When I lived on Whidbey Island in Washington State, my first hiking trips were local ones, such as the hikes at Ebey’s Landing in Coupeville. Pre-internet days it was a lonely place. Not so much these days. Even in winter it is filled with others enjoying being out there. However, compared to the crowds of hikers around Seattle, the numbers are still low. I cannot blame them though. It is a gorgeous place to hike. A lot of it changed after the National Park Service took on the Ebey area, for protection (and as well the internet, for sharing how pretty the Ebey Preserve – and the Pratt Preserve are).
This is one of the remaining blockhouses left in the Ebey Preserve. An odd thing is I had never visited it, even in all the years I worked in Coupeville, and hiked near it. It sits in the middle of the pioneer part of the cemetery, on the hill.
The Island was reached at Ebey’s Landing in 1850, although the Native tribes had been there for a considerable longer time, tending to the prairies and doing agriculture. This blockhouse is worth visiting, as it is open year round and is located in the older section of the cemetery. The large headstone to the left of it is one to read. If you enjoy history, do take the time to visit this area. Some of it is very sad and maybe it leads to a lot of questions from your children, but I am OK with that.
I left the Island in the early 2000’s, around the time Robert Y. Pratt’s legacy would be known. He had inherited and owned an amazing section of land there – and when he passed away it was given to a distant relative, who had never seen it. And they followed his request and the land was purchased to be protected. However, as with all things, the land sat for a number of years and is now being developed a bit for hiking and similar. Which is great!
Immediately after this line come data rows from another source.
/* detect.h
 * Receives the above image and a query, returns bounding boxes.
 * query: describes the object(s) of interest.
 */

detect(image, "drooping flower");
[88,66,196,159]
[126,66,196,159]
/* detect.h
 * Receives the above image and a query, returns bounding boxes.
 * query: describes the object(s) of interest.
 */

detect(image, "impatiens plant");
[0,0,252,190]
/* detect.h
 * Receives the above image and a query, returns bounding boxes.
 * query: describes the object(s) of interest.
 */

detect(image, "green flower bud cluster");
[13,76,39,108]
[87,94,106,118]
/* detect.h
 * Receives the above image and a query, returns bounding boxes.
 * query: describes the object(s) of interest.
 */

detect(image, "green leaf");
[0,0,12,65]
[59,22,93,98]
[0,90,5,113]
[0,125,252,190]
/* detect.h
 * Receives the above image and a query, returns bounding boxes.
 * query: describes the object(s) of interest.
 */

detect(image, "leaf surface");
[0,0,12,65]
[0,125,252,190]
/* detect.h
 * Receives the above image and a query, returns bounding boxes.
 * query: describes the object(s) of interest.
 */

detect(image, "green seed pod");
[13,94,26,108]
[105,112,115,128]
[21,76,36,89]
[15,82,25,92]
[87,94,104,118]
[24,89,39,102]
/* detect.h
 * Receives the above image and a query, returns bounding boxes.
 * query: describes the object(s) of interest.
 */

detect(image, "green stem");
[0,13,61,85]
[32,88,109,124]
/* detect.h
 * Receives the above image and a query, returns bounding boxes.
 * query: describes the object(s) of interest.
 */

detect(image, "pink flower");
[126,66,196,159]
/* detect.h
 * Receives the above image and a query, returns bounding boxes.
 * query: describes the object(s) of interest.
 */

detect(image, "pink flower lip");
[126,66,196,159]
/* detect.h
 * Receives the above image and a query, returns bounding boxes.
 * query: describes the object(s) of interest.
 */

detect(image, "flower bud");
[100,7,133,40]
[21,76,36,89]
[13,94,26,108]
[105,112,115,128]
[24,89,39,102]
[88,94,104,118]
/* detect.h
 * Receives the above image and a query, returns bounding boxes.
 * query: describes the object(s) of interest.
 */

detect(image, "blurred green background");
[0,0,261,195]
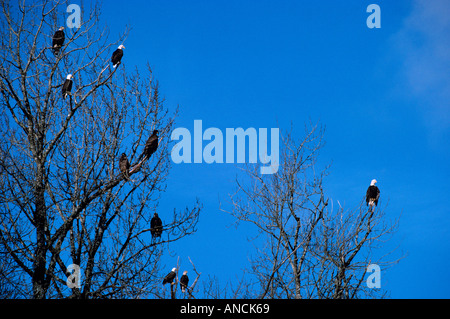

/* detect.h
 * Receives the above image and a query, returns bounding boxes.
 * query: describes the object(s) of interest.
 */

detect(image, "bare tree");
[0,1,201,298]
[224,125,396,298]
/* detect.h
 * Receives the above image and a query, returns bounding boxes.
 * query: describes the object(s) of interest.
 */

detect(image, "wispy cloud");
[394,0,450,135]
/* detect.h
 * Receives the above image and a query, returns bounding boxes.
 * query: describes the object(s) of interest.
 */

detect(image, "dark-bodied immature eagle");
[138,130,158,162]
[62,74,73,100]
[180,270,189,292]
[52,27,66,55]
[150,213,162,238]
[111,44,125,68]
[366,179,380,210]
[119,153,130,181]
[163,268,177,285]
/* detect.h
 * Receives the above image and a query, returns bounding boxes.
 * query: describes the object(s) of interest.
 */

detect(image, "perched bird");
[119,153,130,181]
[366,179,380,210]
[52,27,66,56]
[150,213,162,238]
[138,130,158,161]
[62,74,73,100]
[111,44,125,68]
[163,268,177,285]
[180,270,189,292]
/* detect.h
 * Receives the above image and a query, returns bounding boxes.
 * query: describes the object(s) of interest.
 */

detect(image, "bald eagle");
[366,179,380,210]
[62,74,73,100]
[52,27,66,56]
[119,153,130,181]
[138,130,158,161]
[180,270,189,292]
[111,44,125,68]
[163,268,177,285]
[150,213,162,238]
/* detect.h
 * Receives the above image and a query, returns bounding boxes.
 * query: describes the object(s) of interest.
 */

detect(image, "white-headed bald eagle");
[138,130,159,161]
[52,27,66,55]
[180,270,189,292]
[62,74,73,100]
[163,268,177,285]
[366,179,380,209]
[111,44,125,68]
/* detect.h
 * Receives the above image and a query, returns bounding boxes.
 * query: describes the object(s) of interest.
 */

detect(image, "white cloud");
[394,0,450,135]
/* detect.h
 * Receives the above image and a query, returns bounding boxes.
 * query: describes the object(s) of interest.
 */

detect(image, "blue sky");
[89,0,450,298]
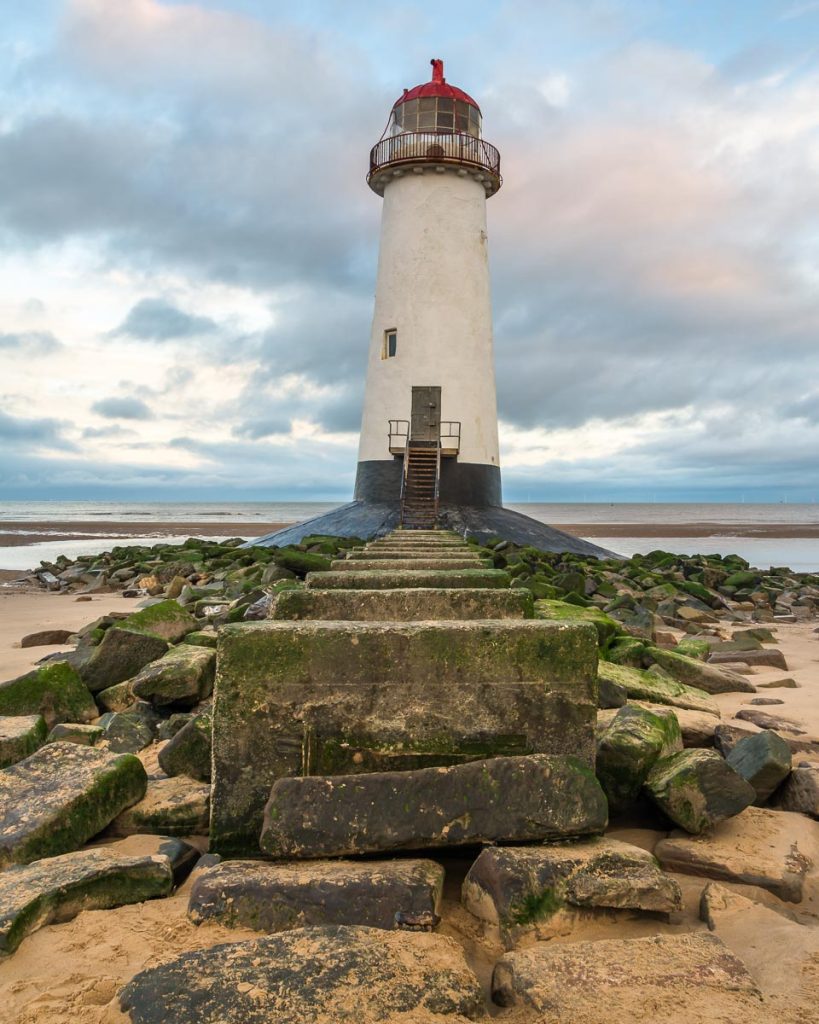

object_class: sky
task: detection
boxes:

When coming into the town of Coupeville, on Hwy 20, turn down Sherman Rd, then head up to the cemetery on the hill. There is a parking area and one of the best overlooks on the islands. On a clear day you can see from Mt. Baker to Mount Rainier and everything in between in the Cascades – and the Olympics across the Strait of Juan de Fuca. In the old days, a trail went down from the overlook to a dirt private road, which you could walk past the few houses on the prairie. The “trail” then cut up an easement between the last house and a farming field. Then a real trail followed the fence line that followed Pratt’s land. It then joined the Ebey Bluff Trail. Now though? You can park at the same overlook and follow signs and you enter the old Pratt land. The new loop trail follows around the edge of his old fields. As you can see above, there is 4 different groups involved in ownership: The National Park, Washington State Parks, Island County and The Nature Conservancy. The National Park service is in charge of the new loop trail, the Pratt Preserve Loop. It is a mix of where the tractors drove around the fields, and then actual trail in the woods. There are 2 junctions now, one to join the Bluff Trail, and a new extension to connect to the Kettles Trail out on Hwy 20, that goes to Fort Ebey State Park and the Kettles Trail System.
One of the gems of this area is the two buildings in Pratt’s Preserve.
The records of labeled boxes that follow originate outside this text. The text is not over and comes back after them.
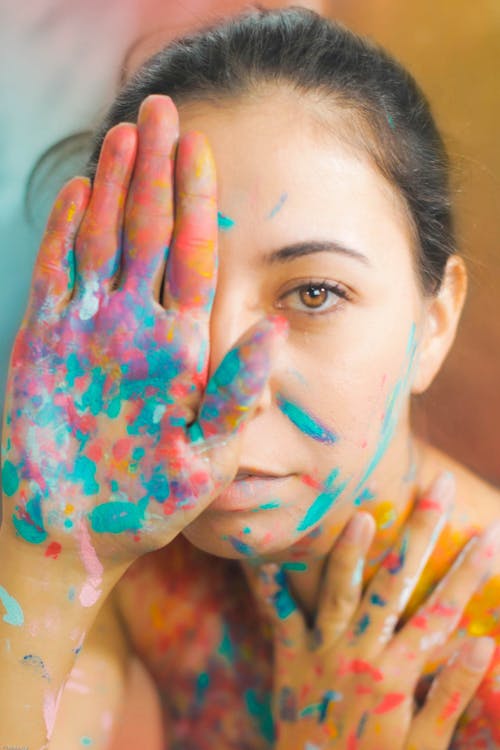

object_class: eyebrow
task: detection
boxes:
[264,240,371,266]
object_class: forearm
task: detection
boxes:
[0,530,129,750]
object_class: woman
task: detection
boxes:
[0,9,500,749]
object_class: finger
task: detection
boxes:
[352,473,455,658]
[76,123,137,296]
[188,316,287,442]
[408,638,495,750]
[390,521,500,669]
[254,563,307,652]
[315,513,375,647]
[162,132,217,314]
[27,177,91,318]
[120,95,179,293]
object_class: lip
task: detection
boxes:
[209,471,292,511]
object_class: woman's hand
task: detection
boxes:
[3,96,283,561]
[258,479,498,750]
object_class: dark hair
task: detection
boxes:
[87,7,455,293]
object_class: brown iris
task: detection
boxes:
[299,286,328,308]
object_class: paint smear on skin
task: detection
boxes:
[297,469,347,531]
[227,536,254,555]
[0,586,24,627]
[354,614,370,635]
[266,193,288,219]
[355,323,418,492]
[43,685,64,740]
[281,562,307,573]
[277,394,338,445]
[244,690,276,743]
[2,461,19,497]
[217,211,236,232]
[356,711,368,740]
[45,542,62,560]
[351,557,365,586]
[438,690,462,724]
[21,654,50,680]
[354,487,375,508]
[373,693,405,715]
[77,521,104,607]
[79,277,99,320]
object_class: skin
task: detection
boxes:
[2,96,494,747]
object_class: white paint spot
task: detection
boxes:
[80,277,99,320]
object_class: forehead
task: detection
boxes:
[179,93,412,272]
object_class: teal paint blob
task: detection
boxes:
[281,562,307,572]
[277,395,337,445]
[0,586,24,627]
[227,536,254,555]
[12,495,47,544]
[271,570,297,620]
[2,461,19,497]
[370,594,387,607]
[219,623,234,663]
[217,211,236,232]
[297,469,347,531]
[244,689,276,743]
[72,456,99,495]
[89,499,147,534]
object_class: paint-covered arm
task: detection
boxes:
[260,484,495,750]
[0,96,283,750]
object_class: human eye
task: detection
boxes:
[277,281,351,315]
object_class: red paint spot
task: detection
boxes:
[300,474,321,490]
[113,438,133,461]
[339,659,384,682]
[373,693,405,714]
[439,690,460,721]
[411,615,429,630]
[356,685,373,695]
[418,497,443,512]
[45,542,62,560]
I used to walk by, looking over the field’s fencing, and wishing I could walk closer, as I headed out towards the Bluff Trail at Ebey’s Landing. The buildings were in bad shape in the 1990’s. They have been restored by the National Park Service and are now open at times to visit. There sits a blockhouse, one of the last 4 remaining, and Ebey’s House.
The views. I don’t think I will get tired of them, as you look over Ebey’s Landing, and the prairie. There was a time in my life I used to hike this area 2 to 4 times a month.
Hiking the loop around Pratt’s Preserve isn’t long, it is at most 1.25 miles and is overall flat. It is a great choices for older adults, and young children – and anyone who loves history.
One tip: Always have a hat, thin gloves and a jacket for hikes on the island. The wind howls here, even in summer. In winter it is often pleasant temps, but the wind cuts coldly.
Parking: Park at the overlook below the cemetery, or near the Preserve (just pass the overlook, well-marked) for free. If you park down low at Ebey’s Landing you will need a Discover Pass from the state.